Im Ausnahmefall kann eine höfliche Formulierung dazu führen, dass der Schuldner keine Veranlassung hat, mit Rechtsfolgen zu rechnen. Dies kann der Fall sein, wenn der Gläubiger die Ernsthaftigkeit seines Nacherfüllungsverlangens durch Relativierungen wie die Äußerung eines bloßen Wunsches oder einer höflichen Bitte in Zweifel zieht.


Wann ist eine Frist angemessen?

Für die Beurteilung der Angemessenheit der Frist zur Nacherfüllung ist in erster Linie eine (wirksame) Vereinbarung der Parteien maßgeblich.
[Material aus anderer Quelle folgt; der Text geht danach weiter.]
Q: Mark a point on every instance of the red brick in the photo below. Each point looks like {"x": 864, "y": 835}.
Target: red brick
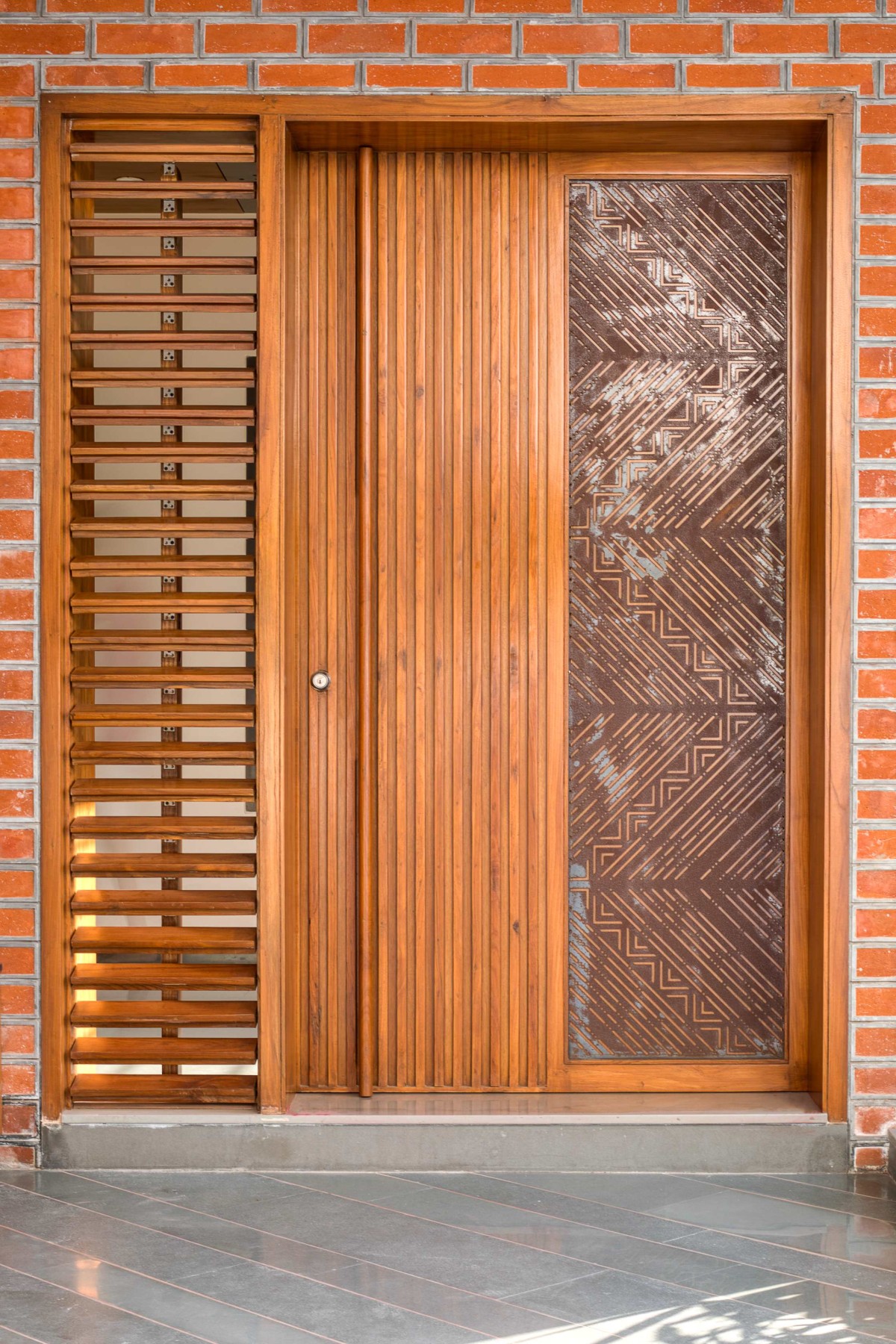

Dabei darf der Gläubiger eine vom Schuldner selbst vorgeschlagene Frist als angemessen ansehen, auch wenn sie objektiv zu kurz ist.

Generell gilt, dass eine zu kurz gesetzte Frist zur Nacherfüllung den Lauf einer angemessenen Frist nicht hindert.


Wann ist eine Nachfristsetzung wegen Unzumutbarkeit der Nacherfüllung entbehrlich?

Für die Beurteilung, ob die Nacherfüllung für den Käufer unzumutbar ist, sind alle Umstände des Einzelfalles zu berücksichtigen, insbesondere

  • die Zuverlässigkeit des Verkäufers oder
  • der Umstand, dass der Verkäufer bereits bei dem ersten Erfüllungsversuch einen erheblichen Mangel an fachlicher Kompetenz hat erkennen lassen und das Vertrauensverhältnis zwischen den Parteien nachhaltig gestört ist. Dies kann etwa bei einer ungewöhnlichen Häufung grober Montagefehler anzunehmen sein.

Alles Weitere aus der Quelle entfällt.